JJ: How might these tests be used in clinical trials?
MF: Perhaps a valuable initial screening, which you could do
fairly rapidly, without necessarily needing a lot of people,
is to test a drug in HIV-infected people and see how well it
decreased viral replication. If it did, then in a short
period of time the drug could go on to larger studies, to
look at endpoints.
Many people have participated in large trials of AZT and
related drugs. These trials are expensive, and very demanding
on lots of patients who participate. And at the end of the
day we don't know clear answers from the studies. We need to
be more selective about what we do, to develop a more
productive framework to test drugs.
Later, if we prove in one trial, or in a few trials, that
diminishing the viral burden correlates with a better
outcome, there may be a day in the not too distant future
when viral reduction might be sufficient proof of efficacy
for the FDA. They don't yet know what criteria to settle on.

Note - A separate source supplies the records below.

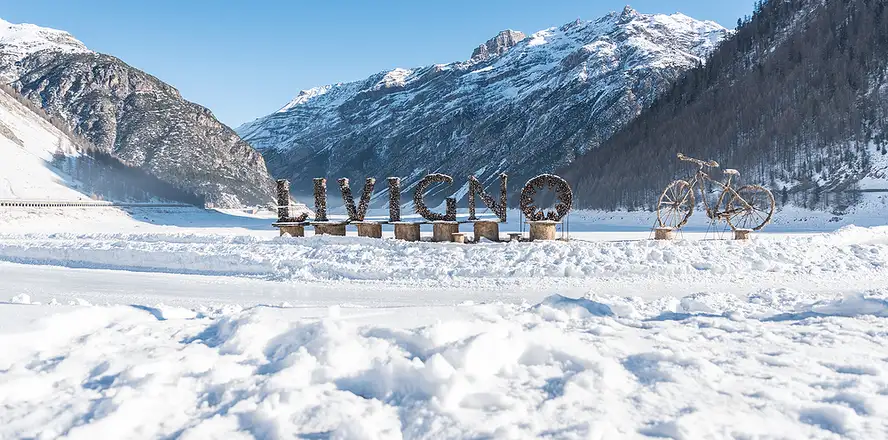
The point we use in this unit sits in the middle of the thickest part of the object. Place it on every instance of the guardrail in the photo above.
(86, 204)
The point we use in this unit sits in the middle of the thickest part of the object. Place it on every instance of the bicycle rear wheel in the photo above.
(676, 205)
(751, 208)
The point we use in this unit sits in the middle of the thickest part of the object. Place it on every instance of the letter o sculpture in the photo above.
(563, 194)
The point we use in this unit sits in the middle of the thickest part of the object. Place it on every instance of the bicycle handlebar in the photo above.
(711, 163)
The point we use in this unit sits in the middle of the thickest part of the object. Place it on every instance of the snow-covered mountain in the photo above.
(522, 105)
(27, 144)
(132, 115)
(18, 41)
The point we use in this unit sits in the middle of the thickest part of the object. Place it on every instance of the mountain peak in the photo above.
(628, 14)
(502, 42)
(18, 41)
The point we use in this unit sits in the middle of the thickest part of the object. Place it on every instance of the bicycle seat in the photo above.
(711, 163)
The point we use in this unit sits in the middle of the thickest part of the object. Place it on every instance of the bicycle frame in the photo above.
(699, 179)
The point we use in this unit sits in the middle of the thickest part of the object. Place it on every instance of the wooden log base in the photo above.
(486, 229)
(664, 234)
(336, 229)
(407, 231)
(369, 229)
(542, 230)
(293, 231)
(443, 231)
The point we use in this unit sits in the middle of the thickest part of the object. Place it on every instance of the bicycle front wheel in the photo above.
(751, 208)
(676, 205)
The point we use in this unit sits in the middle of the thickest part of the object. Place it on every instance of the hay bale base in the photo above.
(293, 231)
(742, 234)
(443, 231)
(486, 229)
(369, 229)
(542, 230)
(664, 234)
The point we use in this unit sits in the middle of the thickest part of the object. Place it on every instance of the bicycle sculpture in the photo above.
(749, 207)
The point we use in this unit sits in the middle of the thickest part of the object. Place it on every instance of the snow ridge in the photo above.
(18, 41)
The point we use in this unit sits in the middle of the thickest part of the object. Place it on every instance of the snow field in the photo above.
(849, 250)
(776, 365)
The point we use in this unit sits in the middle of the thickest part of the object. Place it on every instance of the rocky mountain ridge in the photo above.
(523, 106)
(134, 116)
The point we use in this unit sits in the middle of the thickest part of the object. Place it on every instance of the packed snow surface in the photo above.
(201, 324)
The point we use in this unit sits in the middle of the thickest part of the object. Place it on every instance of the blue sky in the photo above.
(245, 59)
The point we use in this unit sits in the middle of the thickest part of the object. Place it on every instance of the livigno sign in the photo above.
(356, 213)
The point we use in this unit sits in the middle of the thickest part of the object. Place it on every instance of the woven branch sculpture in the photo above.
(499, 209)
(356, 214)
(420, 205)
(394, 199)
(564, 196)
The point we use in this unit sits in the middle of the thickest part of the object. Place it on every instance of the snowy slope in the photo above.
(552, 95)
(133, 116)
(18, 41)
(27, 144)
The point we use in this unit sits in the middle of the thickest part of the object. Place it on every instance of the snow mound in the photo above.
(850, 250)
(510, 372)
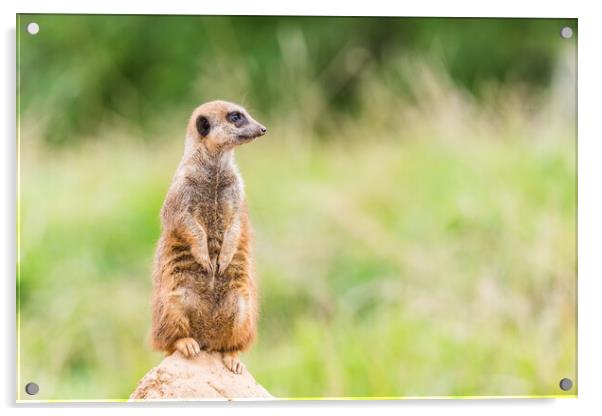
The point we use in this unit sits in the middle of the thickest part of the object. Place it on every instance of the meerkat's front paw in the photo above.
(232, 362)
(188, 346)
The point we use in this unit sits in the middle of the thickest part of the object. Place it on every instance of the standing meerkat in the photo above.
(204, 294)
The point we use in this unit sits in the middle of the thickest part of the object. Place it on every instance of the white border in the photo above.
(590, 200)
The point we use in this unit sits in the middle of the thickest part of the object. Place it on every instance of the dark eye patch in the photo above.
(236, 118)
(203, 126)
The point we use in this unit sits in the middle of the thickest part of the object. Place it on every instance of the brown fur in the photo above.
(204, 293)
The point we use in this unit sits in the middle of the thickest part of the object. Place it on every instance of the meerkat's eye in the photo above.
(235, 117)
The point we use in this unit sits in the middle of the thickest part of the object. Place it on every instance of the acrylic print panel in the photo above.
(412, 207)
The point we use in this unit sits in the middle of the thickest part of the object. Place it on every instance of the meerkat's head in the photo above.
(223, 125)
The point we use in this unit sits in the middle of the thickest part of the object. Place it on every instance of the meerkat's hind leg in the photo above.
(232, 362)
(188, 347)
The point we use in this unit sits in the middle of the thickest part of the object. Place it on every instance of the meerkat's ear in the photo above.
(203, 126)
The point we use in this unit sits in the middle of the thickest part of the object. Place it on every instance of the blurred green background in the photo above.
(414, 202)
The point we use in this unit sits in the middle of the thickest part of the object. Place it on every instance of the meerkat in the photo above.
(204, 291)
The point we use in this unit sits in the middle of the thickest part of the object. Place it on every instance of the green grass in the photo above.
(386, 266)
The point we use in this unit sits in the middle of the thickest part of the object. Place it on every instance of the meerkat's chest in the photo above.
(217, 197)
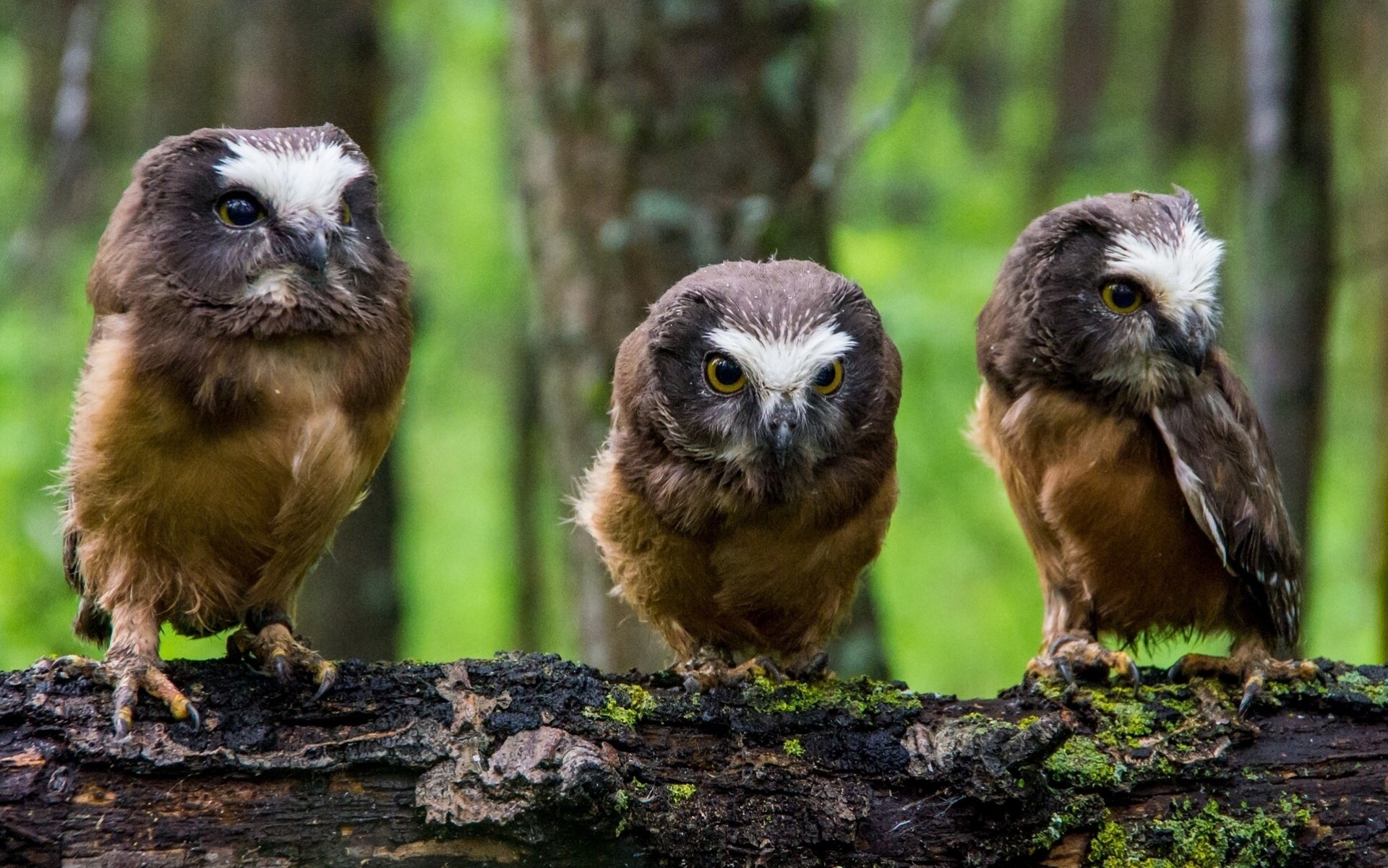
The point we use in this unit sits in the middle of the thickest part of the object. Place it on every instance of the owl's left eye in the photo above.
(829, 377)
(239, 208)
(1122, 297)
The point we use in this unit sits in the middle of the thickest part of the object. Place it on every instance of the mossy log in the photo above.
(531, 760)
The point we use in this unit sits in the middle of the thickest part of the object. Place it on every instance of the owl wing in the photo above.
(1225, 468)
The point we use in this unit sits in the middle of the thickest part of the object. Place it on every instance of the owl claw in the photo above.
(327, 676)
(1252, 669)
(1074, 653)
(135, 674)
(279, 653)
(1066, 670)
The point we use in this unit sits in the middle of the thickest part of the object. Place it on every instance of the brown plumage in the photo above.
(1131, 454)
(242, 383)
(750, 473)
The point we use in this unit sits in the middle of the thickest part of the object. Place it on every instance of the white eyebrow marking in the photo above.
(295, 179)
(783, 364)
(1181, 271)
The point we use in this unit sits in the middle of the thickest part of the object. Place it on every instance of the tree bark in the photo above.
(1290, 243)
(653, 139)
(532, 760)
(1081, 74)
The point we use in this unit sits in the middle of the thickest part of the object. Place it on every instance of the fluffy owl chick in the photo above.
(750, 472)
(1130, 451)
(242, 383)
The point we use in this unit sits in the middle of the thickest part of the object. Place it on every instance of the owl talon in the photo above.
(283, 671)
(1077, 652)
(815, 670)
(279, 653)
(1066, 670)
(132, 676)
(327, 676)
(1251, 667)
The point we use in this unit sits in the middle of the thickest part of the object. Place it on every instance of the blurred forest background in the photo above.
(549, 167)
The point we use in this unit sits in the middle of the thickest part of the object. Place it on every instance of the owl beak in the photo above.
(781, 430)
(318, 252)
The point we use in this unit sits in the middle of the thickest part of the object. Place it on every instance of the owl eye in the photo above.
(725, 374)
(239, 210)
(829, 377)
(1122, 297)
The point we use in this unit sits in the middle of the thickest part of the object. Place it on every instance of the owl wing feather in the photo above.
(1225, 468)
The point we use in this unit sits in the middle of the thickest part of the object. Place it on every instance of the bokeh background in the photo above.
(550, 166)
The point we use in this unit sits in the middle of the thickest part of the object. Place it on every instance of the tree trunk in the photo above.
(1288, 238)
(653, 139)
(536, 762)
(1369, 223)
(1081, 72)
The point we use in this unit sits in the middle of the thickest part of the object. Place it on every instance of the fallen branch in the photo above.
(535, 762)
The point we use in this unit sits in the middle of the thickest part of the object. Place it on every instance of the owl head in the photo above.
(1112, 296)
(765, 372)
(253, 232)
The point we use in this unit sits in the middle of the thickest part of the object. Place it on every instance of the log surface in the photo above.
(531, 760)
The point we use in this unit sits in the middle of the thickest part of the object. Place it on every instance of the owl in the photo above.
(1130, 451)
(750, 472)
(242, 383)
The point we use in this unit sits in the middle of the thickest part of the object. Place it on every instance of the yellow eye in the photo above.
(829, 377)
(1122, 297)
(239, 210)
(725, 374)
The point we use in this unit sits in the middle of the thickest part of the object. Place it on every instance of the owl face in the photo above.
(1112, 296)
(264, 232)
(769, 369)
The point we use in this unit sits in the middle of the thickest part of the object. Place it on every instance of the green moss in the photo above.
(1355, 682)
(626, 703)
(860, 697)
(1126, 718)
(1205, 838)
(1080, 763)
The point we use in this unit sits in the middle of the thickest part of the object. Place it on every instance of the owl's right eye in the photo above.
(1122, 297)
(239, 210)
(725, 374)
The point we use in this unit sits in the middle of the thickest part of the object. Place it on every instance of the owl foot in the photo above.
(712, 667)
(1080, 653)
(1252, 671)
(131, 673)
(815, 669)
(279, 653)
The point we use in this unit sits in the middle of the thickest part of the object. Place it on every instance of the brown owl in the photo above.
(1130, 451)
(750, 473)
(241, 386)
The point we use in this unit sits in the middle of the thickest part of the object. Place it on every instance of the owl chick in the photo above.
(242, 383)
(1131, 454)
(750, 472)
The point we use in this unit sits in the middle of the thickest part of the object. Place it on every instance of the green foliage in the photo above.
(1081, 765)
(626, 703)
(925, 218)
(1204, 838)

I hope that the data about direct virologic markers will be
persuasive enough that it will be easy for the FDA to decide
whether or not to use them.
There are a number of research groups now working on viral
tests to measure HIV disease progression; there is much work
in this area. The lessons I stated above were derived not
only from this laboratory, but from many other groups as
well.
For me, the important point is that we are not in the dark.
It's not like there is no course we can take that will give
us definitive answers. Unfortunately, that is the lesson that
many people derived from recent disappointments in
therapeutic interventions.
What everybody has to do, from physicians who take care of
patients, to the patients themselves, to the scientists, is
to tackle the difficult questions and devote energy to that.
There is important work that can be done today.
This should be a source of optimism. We will learn why the
drugs we have today don't work as well as we hoped. We may
also be able to learn how to use them better -- which would
improve patient care in the short term. And we will have a
better way of testing new drugs rapidly.